As a matter of incidental interest, the person who can solve the problem will win US$1 million from the Clay Mathematical Institute. The Navier-Stokes equations, first written in the 1840s, hold the key to the mystery of both smooth and turbulent flow.

Chaos is inherent in all natural systems. Even the solar system, that model of Newtonian predictability, could over time become chaotic. Stable motion is the exception rather than the rule. Nonlinear dynamics and that branch of physics called statistical mechanics in combination are today the tools of choice in many fields of science.

Mitchell Feigenbaum using a technique called renormalization showed that there are universal laws that govern the transition from regular to chaotic behavior. These were confirmed in fields as diverse as cardiology, chemistry, genetics and neurology.

They also helped explain the erratic reversals of the Earth’s magnetic field throughout geological history.

The tumbling movement of the moon Hyperion around Saturn was understood.

Even the fluctuations of wildlife populations are now considered chaotic rather than deterministic.

The visual representation of chaos is the mathematical object called a fractal, a simple shape that upon close examination reveals an infinity of detail.

John Cage, in his musical compositions, allows “any number of players, any sound or combinations of sounds produced by any means, with or without other activities.”

Such a technique, according to Diana S. Dabby in “Creating Musical Variations” (Science, April 4, 2008) uses a “natural mechanism for variability found in the science of chaos.” Cage’s chaotic trajectories are sensitive to initial conditions. They are virtually infinite in number but close to the original and achieve variations that are both extreme and original.

To illustrate chaotic dynamics, Lorenz invented the Lorenz attractor, a three-dimensional curve that shows how the motion of a system oscillates unpredictably between two directions, never settling into a steady state.

Roger Penrose wondered in The Road to Reality if “chaotic unpredictability” implies an evolution into the past rather than into the future. But time-reversal is constrained by the second law of thermodynamics that, in its simplest form, asserts that heat flows from a hotter to a colder body. A reversal in time “would be a practical impossibility to decide which body will get hotter and which colder, how much, and when.” Dynamical retrodiction like long-range weather prediction is impossible.
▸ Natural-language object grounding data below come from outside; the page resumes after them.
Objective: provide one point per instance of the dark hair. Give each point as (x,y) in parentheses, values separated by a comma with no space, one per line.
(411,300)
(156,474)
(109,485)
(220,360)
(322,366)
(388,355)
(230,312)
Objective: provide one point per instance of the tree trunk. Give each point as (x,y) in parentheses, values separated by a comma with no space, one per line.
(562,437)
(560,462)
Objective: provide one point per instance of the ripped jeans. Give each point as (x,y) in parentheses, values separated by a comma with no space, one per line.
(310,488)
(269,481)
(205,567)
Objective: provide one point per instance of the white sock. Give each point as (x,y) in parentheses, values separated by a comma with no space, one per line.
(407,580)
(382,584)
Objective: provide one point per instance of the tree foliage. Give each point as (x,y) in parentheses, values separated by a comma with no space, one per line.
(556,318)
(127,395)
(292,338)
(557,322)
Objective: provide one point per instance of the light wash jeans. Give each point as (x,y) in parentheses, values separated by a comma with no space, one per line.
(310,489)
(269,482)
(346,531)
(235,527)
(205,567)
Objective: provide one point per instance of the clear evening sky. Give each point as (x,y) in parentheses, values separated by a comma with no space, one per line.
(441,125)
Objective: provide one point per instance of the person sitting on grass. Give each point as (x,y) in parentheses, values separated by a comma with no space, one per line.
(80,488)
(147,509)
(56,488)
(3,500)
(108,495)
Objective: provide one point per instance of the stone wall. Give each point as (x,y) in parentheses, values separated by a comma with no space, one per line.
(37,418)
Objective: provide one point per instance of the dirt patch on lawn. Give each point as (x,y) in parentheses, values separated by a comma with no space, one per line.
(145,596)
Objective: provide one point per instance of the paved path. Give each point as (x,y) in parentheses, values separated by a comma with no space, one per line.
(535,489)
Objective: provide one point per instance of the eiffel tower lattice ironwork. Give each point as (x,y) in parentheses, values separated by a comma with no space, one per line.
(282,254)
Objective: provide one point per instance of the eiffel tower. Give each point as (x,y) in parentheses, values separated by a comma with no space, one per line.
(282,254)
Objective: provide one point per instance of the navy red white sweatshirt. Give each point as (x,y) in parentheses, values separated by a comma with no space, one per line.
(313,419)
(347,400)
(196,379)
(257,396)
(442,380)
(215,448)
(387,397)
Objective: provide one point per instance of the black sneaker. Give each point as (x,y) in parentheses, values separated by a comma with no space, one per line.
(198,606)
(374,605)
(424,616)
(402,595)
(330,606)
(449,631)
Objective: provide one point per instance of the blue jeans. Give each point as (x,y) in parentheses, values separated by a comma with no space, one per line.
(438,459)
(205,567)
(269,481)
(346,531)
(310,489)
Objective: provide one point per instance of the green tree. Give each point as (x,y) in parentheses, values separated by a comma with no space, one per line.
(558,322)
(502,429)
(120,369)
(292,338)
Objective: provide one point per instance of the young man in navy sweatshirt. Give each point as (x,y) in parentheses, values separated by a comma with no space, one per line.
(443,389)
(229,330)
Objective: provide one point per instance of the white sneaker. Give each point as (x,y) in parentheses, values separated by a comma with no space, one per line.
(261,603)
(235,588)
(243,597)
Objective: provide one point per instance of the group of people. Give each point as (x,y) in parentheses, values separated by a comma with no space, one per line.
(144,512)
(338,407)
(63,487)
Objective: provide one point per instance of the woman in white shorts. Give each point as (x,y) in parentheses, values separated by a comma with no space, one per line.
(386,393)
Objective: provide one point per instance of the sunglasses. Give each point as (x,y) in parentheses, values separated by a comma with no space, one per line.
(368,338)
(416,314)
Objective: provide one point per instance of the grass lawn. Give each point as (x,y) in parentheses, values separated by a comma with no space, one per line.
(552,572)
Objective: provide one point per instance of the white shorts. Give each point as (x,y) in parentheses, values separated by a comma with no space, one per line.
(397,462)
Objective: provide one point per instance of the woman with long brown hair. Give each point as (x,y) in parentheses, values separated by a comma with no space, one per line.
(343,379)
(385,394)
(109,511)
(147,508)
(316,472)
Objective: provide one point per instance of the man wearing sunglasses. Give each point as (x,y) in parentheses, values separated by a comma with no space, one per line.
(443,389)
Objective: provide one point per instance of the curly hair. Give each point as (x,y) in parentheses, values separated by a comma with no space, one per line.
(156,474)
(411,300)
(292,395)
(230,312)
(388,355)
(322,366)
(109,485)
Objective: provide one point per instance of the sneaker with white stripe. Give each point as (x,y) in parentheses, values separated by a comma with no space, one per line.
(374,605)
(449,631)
Let me end this tour with Steven Strogatz, the author of Nonlinear Dynamics and Chaos: With Applications to Physics, Biology, Chemistry and Engineering.
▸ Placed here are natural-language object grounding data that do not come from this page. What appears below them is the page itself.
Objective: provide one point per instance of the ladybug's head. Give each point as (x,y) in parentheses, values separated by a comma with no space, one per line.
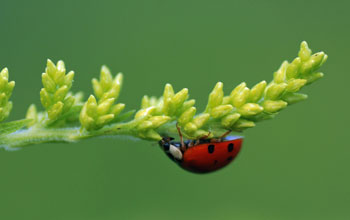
(172,149)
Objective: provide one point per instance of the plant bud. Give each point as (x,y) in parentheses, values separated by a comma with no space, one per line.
(250,109)
(257,91)
(221,111)
(187,116)
(201,119)
(273,106)
(229,120)
(274,91)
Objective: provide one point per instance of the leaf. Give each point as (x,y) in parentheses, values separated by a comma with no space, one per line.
(10,127)
(124,116)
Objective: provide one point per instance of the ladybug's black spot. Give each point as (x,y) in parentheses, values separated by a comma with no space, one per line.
(211,148)
(230,147)
(166,146)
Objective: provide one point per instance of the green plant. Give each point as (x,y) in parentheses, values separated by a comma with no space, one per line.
(67,118)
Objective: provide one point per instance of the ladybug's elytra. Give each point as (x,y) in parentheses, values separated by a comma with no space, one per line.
(202,156)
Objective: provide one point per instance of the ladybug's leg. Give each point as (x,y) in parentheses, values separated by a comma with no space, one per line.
(225,134)
(221,137)
(206,136)
(183,146)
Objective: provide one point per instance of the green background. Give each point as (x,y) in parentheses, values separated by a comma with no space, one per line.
(293,167)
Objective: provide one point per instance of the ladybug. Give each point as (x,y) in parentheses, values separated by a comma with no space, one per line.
(203,155)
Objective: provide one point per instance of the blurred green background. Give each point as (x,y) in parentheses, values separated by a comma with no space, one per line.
(293,167)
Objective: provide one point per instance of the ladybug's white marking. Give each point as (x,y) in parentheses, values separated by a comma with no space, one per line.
(175,152)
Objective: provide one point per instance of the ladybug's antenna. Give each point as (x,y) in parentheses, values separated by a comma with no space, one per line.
(225,134)
(183,147)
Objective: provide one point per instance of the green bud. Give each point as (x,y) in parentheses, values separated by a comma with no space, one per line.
(280,75)
(32,114)
(4,73)
(60,94)
(145,112)
(45,98)
(317,59)
(229,120)
(324,59)
(274,91)
(91,106)
(3,82)
(61,67)
(187,116)
(293,68)
(243,124)
(55,110)
(50,68)
(306,67)
(168,91)
(221,111)
(158,121)
(9,89)
(216,96)
(152,135)
(117,109)
(54,96)
(144,125)
(68,103)
(104,107)
(59,77)
(153,101)
(274,106)
(3,99)
(117,84)
(179,98)
(313,77)
(167,99)
(190,128)
(237,90)
(241,97)
(201,119)
(48,83)
(202,133)
(257,91)
(188,104)
(295,85)
(304,52)
(105,78)
(97,88)
(250,109)
(226,100)
(145,102)
(292,98)
(104,119)
(68,79)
In 1942, Enrico Fermi, John Pasta, and Stanislaw Ulam—all of them were part of the Manhattan Project that produced the atom and thermonuclear bombs—decided to test the project’s brand-new MANIAC, the world’s first supercomputer. The machine was instructed to simulate the vibrations of an elastic chain of 32 particles. The mathematics for such computation was not available at that time. They predicted that when the chain was disturbed from its rest state, the system would degenerate into a state of randomness. This was how the second law of thermodynamics would cause it to behave. To their surprise, the particles returned to their starting positions, the first evidence that nonlinearity could be a source of order. Fermi, ecstatic, called it “a little discovery.” Strogatz, impishly, intoned: “Nonlinearity giveth chaos, and nonlinearity taketh it away.”

Edward Lorenz died of cancer on April 16, 2008. He was 90.